- ~50 Linear Feet
Paulin S. Vieyra (January 31, 1925 – November 4, 1987) was a filmmaker, producer, and scholar whose career is central to West African film history. His great-grandfather was a member of a Bida royal family in Nigeria who was sent to Brazil as a slave. In 1835, after his emancipation following the slave rebellion in Bahia, Vieyra’s great-grandfather settled in the former Portuguese slave port of Porto Novo (New Port), Benin, with his wife and the Portuguese last name Vieyra, derived from his former Brazilian slave master. Paulin S. Vieyra’s father was a Yoruba railroad administrator and his mother, a merchant. In 1935, when he was ten years old, Vieyra’s parents sent him to France to attend boarding school. In 1954, he graduated from the Institute for Advanced Cinematographic Studies, or IDHEC (now known as La Fémis) with a thesis on cinema in French-speaking Africa. He was the first African admitted to study at IDHEC. In 1955, Vieyra directed the first substantial film by a French-speaking sub-Saharan African, Afrique sur Seine. This 21-minute, 16mm black-and-white fiction film featuring Marpessa Dawn, star of Black Orpheus (1959), and was produced by the French Ministry of Cooperation, co-directed by Jacques Melo Kane and Mamadou Sarr, and shot by Robert Caristan. Vieyra, Kane, Sarr, and Caristan would go on to be known as “Le Groupe Africain de Cinema” (The African Cinema Group).

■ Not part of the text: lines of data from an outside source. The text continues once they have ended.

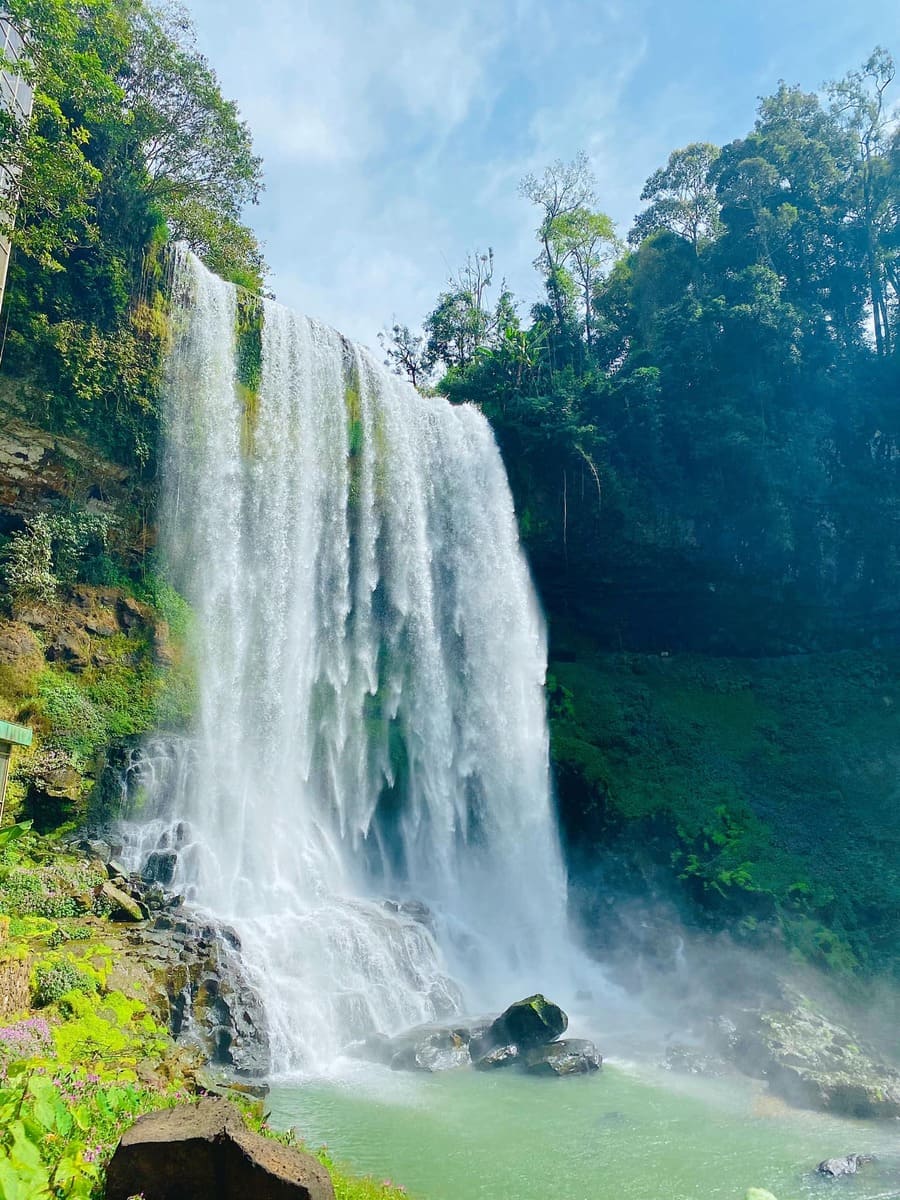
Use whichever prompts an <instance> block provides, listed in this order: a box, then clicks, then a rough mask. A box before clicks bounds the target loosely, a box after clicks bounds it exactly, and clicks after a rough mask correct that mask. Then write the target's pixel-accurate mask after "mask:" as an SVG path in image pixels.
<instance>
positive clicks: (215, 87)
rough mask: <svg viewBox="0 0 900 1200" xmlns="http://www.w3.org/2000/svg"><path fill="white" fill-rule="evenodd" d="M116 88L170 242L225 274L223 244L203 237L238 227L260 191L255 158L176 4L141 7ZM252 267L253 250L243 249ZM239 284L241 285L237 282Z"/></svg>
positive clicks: (246, 128) (137, 17) (254, 264)
mask: <svg viewBox="0 0 900 1200" xmlns="http://www.w3.org/2000/svg"><path fill="white" fill-rule="evenodd" d="M122 86H124V91H125V103H126V106H127V108H128V110H130V114H131V128H132V131H133V137H134V138H136V139H137V140H138V143H139V145H140V149H142V152H143V156H144V162H145V166H146V172H148V182H146V192H148V196H149V197H150V198H151V199H152V200H154V202H156V203H157V204H160V206H161V208H162V210H163V212H164V214H166V218H167V221H168V223H169V228H170V230H172V234H173V236H174V238H180V239H184V240H185V241H187V242H188V245H191V246H192V247H194V248H197V250H198V251H200V252H202V251H204V250H206V251H208V254H209V257H211V258H212V262H211V263H210V265H212V266H214V269H220V270H224V271H226V274H228V265H229V264H228V256H227V253H226V252H224V251H226V247H227V244H220V242H221V239H217V238H216V236H215V235H211V229H215V227H216V226H217V224H220V223H221V224H223V226H224V227H227V228H228V229H229V230H230V232H234V227H235V226H238V224H240V221H241V215H242V211H244V209H245V206H246V205H247V204H256V203H257V200H258V198H259V193H260V191H262V187H263V184H262V161H260V158H259V157H258V156H257V155H256V154H254V152H253V143H252V138H251V133H250V128H248V127H247V125H246V122H245V121H242V120H241V119H240V114H239V113H238V107H236V104H235V103H234V102H233V101H230V100H226V98H224V96H223V95H222V91H221V88H220V84H218V79H217V78H216V74H215V72H214V70H212V68H211V67H210V65H209V62H208V61H206V59H205V58H204V56H203V54H200V53H199V50H198V49H197V44H196V37H194V31H193V25H192V24H191V20H190V17H188V16H187V13H186V11H185V10H184V7H181V5H179V4H174V2H172V4H167V5H164V6H163V7H158V8H154V7H150V6H146V5H142V6H140V7H139V8H138V10H137V12H136V14H134V18H133V30H132V46H131V52H130V55H128V64H127V70H126V72H125V74H124V79H122ZM248 254H250V258H251V259H252V262H253V265H256V266H259V265H260V264H262V257H260V254H259V247H258V246H256V245H253V246H248ZM241 282H244V281H241Z"/></svg>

In the late 1950s, Vieyra returned to Dakar, Senegal, where he would stay through the 1960s. Léopold Sédar Senghor, the first president of independent Senegal, appointed Vieyra as the first director of the Senegalese Office for Radio Broadcasting and Television and the Sciences and Information Technology Research Centre. In this role, he was tasked with organizing the media office in charge of news production, educational movie screenings, and state funding of film production and education. His position was critical because, under colonialism, many European powers perceived cinema as a threat, leading them to impose strict limits on the production and distribution of African films, such as the Laval Decree of 1934. In the process of decolonization, Vieyra worked to reclaim and nurture African cinema through his governmental role, his personal filmmaking, and his doctoral work, as well as his support of other African filmmakers and of African film in general.

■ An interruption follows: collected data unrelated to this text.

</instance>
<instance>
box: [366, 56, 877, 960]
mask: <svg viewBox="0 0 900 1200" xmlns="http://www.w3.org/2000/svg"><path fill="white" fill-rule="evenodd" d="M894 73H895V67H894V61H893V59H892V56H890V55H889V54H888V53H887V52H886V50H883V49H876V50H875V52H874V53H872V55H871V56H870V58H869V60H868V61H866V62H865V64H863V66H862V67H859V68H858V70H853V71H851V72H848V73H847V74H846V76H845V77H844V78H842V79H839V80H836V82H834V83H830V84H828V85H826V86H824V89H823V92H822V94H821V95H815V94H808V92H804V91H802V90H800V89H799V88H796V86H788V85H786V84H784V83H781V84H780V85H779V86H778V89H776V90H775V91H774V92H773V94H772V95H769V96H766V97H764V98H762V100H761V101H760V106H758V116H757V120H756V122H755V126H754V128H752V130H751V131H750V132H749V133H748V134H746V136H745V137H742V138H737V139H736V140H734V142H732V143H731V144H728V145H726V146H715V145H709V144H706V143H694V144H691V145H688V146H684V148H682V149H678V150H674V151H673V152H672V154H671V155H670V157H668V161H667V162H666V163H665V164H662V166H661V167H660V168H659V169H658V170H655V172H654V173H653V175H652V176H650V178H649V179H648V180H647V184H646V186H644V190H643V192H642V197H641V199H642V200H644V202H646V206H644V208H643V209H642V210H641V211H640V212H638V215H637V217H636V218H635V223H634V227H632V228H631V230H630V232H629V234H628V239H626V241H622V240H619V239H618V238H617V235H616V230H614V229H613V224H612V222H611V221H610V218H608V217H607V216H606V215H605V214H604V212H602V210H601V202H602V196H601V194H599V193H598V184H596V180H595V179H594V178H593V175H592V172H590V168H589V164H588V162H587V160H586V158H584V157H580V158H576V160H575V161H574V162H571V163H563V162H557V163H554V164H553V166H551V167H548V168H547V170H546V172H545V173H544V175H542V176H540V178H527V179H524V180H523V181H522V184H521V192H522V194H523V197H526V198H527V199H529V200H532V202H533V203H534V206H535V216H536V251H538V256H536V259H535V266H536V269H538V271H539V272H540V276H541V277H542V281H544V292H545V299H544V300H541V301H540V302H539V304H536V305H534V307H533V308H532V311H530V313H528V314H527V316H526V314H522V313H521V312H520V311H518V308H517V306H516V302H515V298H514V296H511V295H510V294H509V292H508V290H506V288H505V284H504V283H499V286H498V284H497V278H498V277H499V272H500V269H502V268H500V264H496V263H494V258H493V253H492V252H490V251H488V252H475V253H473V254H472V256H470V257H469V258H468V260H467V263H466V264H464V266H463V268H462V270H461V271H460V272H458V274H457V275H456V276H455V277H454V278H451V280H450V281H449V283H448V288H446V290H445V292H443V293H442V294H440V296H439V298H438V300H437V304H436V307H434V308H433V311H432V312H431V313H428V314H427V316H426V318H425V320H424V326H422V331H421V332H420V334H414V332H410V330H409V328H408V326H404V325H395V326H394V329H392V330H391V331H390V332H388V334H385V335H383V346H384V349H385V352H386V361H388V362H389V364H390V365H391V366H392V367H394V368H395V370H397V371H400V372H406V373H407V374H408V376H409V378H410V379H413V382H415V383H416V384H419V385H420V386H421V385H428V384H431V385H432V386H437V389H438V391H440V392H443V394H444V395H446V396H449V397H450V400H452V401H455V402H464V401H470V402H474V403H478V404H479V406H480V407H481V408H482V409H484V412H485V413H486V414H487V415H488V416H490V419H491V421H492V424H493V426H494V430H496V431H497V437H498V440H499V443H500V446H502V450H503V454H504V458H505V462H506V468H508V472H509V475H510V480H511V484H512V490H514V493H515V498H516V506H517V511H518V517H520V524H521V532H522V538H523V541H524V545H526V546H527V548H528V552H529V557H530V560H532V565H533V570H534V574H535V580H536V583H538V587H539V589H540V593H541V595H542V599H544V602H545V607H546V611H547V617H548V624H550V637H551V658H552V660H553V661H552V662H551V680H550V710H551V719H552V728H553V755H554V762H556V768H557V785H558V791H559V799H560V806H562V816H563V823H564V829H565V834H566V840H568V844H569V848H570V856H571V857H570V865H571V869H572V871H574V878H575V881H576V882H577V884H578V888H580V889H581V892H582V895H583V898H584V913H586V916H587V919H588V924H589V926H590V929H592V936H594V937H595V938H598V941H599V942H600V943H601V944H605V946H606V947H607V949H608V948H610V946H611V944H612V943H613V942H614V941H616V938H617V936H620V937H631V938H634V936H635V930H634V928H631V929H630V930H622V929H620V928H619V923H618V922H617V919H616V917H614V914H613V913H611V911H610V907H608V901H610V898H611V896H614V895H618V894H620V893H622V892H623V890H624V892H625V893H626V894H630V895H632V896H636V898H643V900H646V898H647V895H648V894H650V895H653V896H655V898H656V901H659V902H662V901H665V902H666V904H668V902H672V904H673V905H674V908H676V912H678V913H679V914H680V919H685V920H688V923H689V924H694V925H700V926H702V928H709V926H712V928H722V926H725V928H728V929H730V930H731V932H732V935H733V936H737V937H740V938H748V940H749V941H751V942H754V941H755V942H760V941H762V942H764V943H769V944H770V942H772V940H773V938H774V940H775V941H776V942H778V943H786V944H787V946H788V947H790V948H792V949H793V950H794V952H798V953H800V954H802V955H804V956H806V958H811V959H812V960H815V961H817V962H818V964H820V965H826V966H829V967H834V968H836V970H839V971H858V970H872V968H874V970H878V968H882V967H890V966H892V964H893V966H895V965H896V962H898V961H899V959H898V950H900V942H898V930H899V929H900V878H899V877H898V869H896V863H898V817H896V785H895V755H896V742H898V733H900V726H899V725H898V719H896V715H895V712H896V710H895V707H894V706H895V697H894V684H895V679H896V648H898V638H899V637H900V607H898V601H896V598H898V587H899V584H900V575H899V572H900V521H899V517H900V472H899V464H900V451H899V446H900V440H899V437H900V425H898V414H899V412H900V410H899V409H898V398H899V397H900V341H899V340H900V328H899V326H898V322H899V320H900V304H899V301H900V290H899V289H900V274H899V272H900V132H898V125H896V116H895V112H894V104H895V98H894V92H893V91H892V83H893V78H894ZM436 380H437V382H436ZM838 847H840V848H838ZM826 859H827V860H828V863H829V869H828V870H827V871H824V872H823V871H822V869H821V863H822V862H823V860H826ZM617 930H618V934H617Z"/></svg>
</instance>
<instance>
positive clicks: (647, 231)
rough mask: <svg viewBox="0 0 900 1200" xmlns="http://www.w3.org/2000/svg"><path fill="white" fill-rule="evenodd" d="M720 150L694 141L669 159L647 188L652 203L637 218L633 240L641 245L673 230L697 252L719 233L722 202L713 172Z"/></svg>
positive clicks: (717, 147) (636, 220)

Vieyra went on to serve as a mentor and production manager for Senegalese filmmakers, including Ousmane Sembène and Ababacar Samb Makaram. He organized equipment and personnel for Sembène’s Borom Sarret (1963) and produced Le Mandat (1968), Taaw (1970), Xala (1974), and Ceddo (1977). He also wrote Sembène into film history with the publications Ousmane Sembène, cineaste: première période, 1962-1971 (1972) and Le cinema au Sénégal (1983). Additionally, he often collaborated with the notable cultural magazine and publisher Présence Africaine and in 1975, he published one of the first histories of African cinema, Le cinema africain, des origins à 1973. He was also a founding member of the Pan-African Federation of Filmmakers (FESPACI) and the Pan-African Film Festival (FESPACO), two institutions with an enduring impact to this day. In 1982, he received his doctorate from Université de Paris, under the direction of Jean Rouch.

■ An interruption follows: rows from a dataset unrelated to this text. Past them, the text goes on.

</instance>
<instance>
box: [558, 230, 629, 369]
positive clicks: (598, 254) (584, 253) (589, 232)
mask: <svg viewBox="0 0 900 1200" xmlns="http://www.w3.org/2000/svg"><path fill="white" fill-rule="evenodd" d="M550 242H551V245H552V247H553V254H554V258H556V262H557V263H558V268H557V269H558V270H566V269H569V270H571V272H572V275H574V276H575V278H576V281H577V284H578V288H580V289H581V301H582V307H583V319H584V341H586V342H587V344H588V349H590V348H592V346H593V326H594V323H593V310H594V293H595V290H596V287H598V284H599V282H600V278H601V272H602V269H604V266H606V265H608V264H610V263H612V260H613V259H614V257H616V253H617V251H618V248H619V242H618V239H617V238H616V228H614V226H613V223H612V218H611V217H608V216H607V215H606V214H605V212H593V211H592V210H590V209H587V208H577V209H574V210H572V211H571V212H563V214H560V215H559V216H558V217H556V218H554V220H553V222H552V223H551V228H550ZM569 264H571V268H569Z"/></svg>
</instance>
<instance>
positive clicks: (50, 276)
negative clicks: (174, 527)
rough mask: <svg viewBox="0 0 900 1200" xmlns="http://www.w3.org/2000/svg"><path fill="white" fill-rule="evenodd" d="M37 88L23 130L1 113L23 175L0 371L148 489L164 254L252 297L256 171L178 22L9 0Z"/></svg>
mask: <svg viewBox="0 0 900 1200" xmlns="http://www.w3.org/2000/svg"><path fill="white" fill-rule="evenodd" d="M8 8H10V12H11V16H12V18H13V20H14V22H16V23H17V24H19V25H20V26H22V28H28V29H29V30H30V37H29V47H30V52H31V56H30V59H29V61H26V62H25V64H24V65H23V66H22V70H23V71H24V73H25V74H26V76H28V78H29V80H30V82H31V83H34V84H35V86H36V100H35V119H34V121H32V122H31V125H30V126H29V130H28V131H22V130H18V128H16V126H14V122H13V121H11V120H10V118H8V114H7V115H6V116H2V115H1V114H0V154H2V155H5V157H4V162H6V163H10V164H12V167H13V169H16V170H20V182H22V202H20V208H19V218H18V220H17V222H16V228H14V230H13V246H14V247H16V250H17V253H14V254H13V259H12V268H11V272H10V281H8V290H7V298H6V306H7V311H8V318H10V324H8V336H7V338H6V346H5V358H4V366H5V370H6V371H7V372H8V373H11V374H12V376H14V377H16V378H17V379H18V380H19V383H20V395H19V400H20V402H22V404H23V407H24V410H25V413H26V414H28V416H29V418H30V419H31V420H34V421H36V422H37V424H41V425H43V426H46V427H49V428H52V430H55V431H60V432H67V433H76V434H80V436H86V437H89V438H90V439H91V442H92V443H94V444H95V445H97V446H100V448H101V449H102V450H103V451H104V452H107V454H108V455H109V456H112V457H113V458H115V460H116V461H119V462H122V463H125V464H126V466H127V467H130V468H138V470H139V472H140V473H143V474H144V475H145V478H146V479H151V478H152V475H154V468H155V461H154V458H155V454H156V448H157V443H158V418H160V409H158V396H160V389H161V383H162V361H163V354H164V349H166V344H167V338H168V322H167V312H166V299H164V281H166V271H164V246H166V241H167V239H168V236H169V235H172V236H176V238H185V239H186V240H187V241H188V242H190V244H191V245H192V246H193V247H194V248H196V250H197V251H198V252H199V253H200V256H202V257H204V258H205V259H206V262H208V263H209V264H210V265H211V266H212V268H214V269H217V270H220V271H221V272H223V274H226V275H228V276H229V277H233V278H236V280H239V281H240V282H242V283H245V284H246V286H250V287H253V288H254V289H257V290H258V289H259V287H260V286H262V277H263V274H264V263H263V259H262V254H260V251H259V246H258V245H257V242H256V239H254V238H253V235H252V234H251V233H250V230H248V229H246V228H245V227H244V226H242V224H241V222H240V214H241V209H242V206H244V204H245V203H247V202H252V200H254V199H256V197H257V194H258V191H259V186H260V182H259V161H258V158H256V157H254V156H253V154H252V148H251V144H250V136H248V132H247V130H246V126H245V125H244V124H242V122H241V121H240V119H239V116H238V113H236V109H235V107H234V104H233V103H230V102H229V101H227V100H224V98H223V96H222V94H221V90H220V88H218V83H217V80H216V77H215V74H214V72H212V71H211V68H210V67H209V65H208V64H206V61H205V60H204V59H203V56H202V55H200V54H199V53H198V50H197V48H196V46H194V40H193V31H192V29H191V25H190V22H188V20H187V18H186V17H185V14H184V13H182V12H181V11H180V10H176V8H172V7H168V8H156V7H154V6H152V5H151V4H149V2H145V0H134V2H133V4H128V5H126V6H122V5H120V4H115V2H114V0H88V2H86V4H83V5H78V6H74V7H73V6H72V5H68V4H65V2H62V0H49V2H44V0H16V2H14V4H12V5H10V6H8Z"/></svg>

The Paulin S. Vieyra collection includes Vieyra’s personal papers, correspondence, publications, photographs, films, and personal artifacts among other materials. Highlights from the collection include Vieyra’s personal typewriter, camera, and projectors, as well as notes from his time as a student at IDHEC, numerous interviews with other African filmmakers, documents concerning his work with Senegalese government cultural institutions, documents concerning his work with FESPACI and FESPACO, numerous unpublished manuscripts and screenplays, and copies of several of Vieyra’s films. The collection, received in June 2021, is currently undergoing initial processing, so the full breadth and impact of the collection is only beginning to be known and much is still to be discovered.